Laboratory staff FK228 was unaware of the vaccination group of the subjects whose specimens they were analyzing. The initial dilution was a reciprocal titer of 8 (log2(titer) = 3). When no virus neutralization was detected, this was recorded as a log2(titer)
of 2.5. As the number of subjects experiencing local or systemic reactions was small, only descriptive statistics were performed for this endpoint. For immunogenicity analysis, median antibody titers of two independent determinations (pre- and post-vaccination), the increase in antibody titer pre- versus post-vaccination, and seroprotection rates were determined. The internationally accepted threshold value for protection (≥8 or log2(titer) ≥3) was used to calculate the seroprevalence before and after vaccination and the seroconversion rate per vaccine group. Seroconversion was defined as a change from seronegative to seropositive (log2(titer) ≥3) or a four-fold increase over the expected decline in maternally derived antibody titers (assumed half-life is 28 days). Descriptive statistics was performed for continuous variables, whereas frequency counts were used for categorical data. This work was supported by the World Health Organization using funds provided by a grant from the Bill and Melinda Gates Foundation. The World Health Organization was involved in the design of the clinical trial.

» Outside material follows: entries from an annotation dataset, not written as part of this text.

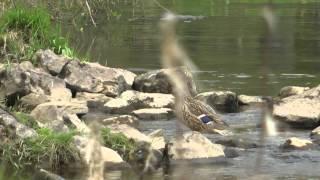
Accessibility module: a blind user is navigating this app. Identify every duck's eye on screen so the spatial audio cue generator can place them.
[198,114,212,124]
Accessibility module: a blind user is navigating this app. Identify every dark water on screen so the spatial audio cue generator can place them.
[5,0,320,180]
[63,0,320,179]
[63,0,320,95]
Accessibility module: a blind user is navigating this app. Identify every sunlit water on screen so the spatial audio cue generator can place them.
[9,0,320,179]
[67,0,320,95]
[63,0,320,179]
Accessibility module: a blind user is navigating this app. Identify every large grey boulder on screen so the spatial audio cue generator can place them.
[168,131,225,159]
[273,85,320,128]
[120,90,174,108]
[133,68,197,95]
[104,90,174,114]
[279,86,310,98]
[0,108,37,138]
[31,100,88,131]
[108,124,151,143]
[59,61,135,97]
[132,108,174,120]
[0,61,71,101]
[102,115,139,128]
[238,94,266,105]
[195,91,238,112]
[74,136,125,166]
[35,49,71,76]
[281,137,314,150]
[76,92,113,109]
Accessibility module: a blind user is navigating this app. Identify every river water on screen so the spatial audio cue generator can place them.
[9,0,320,179]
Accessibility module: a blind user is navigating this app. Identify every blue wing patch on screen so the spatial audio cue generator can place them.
[198,114,212,124]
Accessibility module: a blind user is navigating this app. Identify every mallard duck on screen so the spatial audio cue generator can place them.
[160,12,229,135]
[181,96,229,135]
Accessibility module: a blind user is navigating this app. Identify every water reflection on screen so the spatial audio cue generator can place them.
[58,0,320,95]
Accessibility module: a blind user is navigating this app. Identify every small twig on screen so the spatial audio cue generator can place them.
[86,0,97,27]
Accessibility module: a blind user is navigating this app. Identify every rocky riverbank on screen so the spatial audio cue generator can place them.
[0,50,320,177]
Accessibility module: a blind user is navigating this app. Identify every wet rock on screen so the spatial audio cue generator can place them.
[0,108,37,138]
[215,138,258,149]
[63,114,91,133]
[76,92,113,109]
[279,86,310,98]
[120,90,174,109]
[104,90,174,114]
[104,98,135,114]
[169,131,225,159]
[74,136,124,165]
[238,95,265,105]
[224,147,240,158]
[59,61,135,97]
[31,101,88,131]
[148,129,166,150]
[281,137,313,150]
[108,124,151,142]
[102,115,139,128]
[132,108,174,120]
[310,126,320,144]
[273,85,320,128]
[0,61,70,103]
[195,91,238,112]
[128,142,163,174]
[133,68,197,95]
[19,93,50,110]
[35,50,71,76]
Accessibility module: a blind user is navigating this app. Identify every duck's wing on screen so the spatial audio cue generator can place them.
[188,99,228,129]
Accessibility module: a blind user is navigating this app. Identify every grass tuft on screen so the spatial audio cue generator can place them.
[1,128,80,170]
[0,6,75,61]
[101,128,136,160]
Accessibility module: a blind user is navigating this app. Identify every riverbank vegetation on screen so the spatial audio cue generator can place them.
[0,6,135,177]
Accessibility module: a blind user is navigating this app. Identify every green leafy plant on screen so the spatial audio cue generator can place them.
[0,6,75,60]
[1,128,80,170]
[101,128,136,160]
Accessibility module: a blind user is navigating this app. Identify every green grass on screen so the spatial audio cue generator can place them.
[13,112,39,129]
[0,6,76,60]
[1,128,80,170]
[101,128,136,160]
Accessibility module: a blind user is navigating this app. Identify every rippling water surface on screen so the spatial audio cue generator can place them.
[60,0,320,179]
[10,0,320,180]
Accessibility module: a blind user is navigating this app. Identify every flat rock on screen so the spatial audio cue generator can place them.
[0,61,70,98]
[108,124,151,142]
[120,90,174,108]
[59,61,135,97]
[310,126,320,144]
[0,108,37,138]
[169,131,225,159]
[133,68,197,95]
[19,93,50,110]
[104,90,174,114]
[282,137,313,150]
[35,49,71,76]
[74,136,124,165]
[103,98,135,114]
[76,92,113,109]
[279,86,310,98]
[102,115,139,128]
[195,91,238,112]
[273,86,320,128]
[238,94,265,105]
[31,101,88,124]
[132,108,174,120]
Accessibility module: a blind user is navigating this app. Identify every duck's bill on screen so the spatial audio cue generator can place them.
[213,129,233,136]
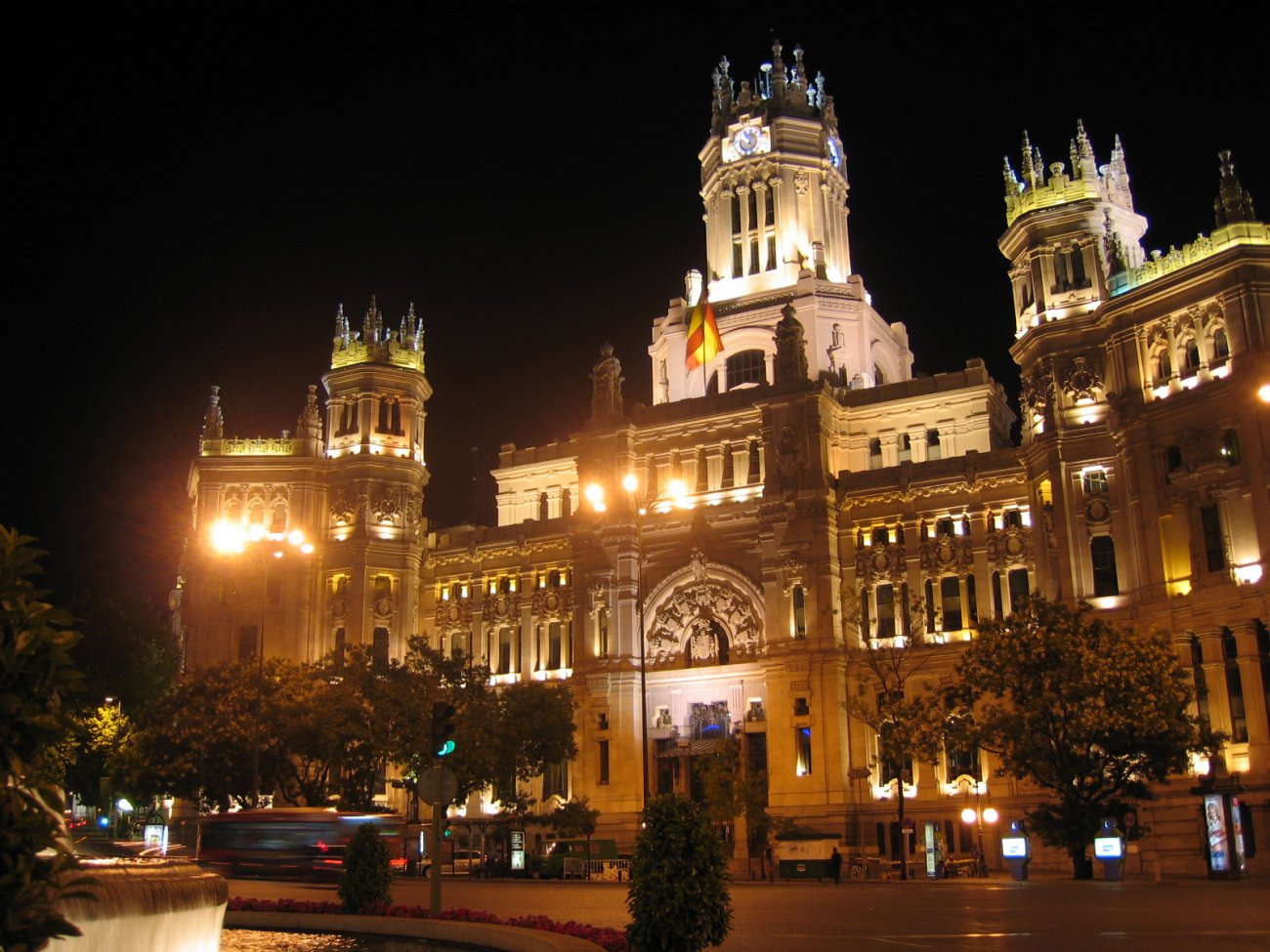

In total, 142 infants were screened and 140 infants were HA 1077 included in the study and randomly assigned to one of the treatment groups (Fig. 1). Demographics of the subjects were similar for both groups as shown in Table 2. All enrolled subjects (140) were included in the safety analysis. In total, 139 unless subjects completed the study and received three doses of the IMP. One subject in the high-dose sIPV group discontinued after two vaccinations with the IMP due to communication problems with the parents. The subject received a third dose consisting of wIPV and had protective titers for all poliovirus types of both wild and Sabin-strains. In addition, two subjects received one dose of IMP out of the time window that was defined in the protocol and were excluded from immunogenicity
analysis. Except for fever, the frequency of solicited adverse events was highest after the first vaccination with the IMP and decreased with successive doses. After the first dose, 44% of subjects experienced at least one systemic adverse event and 16% reported at least one local adverse event. After the second and third vaccination, only 29% and 17%, respectively, reported systemic and 9% and 6.5% of subjects reported local adverse events. The frequency per group for each solicited adverse event after the first dose of the IMP is shown in Table 3. The frequency of fever (rectal temperature of ≥38.0 °C) increased with successive doses (4.3%, 6.4% and 7.9% of the total study population after doses 1, 2 and 3, respectively, not shown) but was generally mild (38.0–38.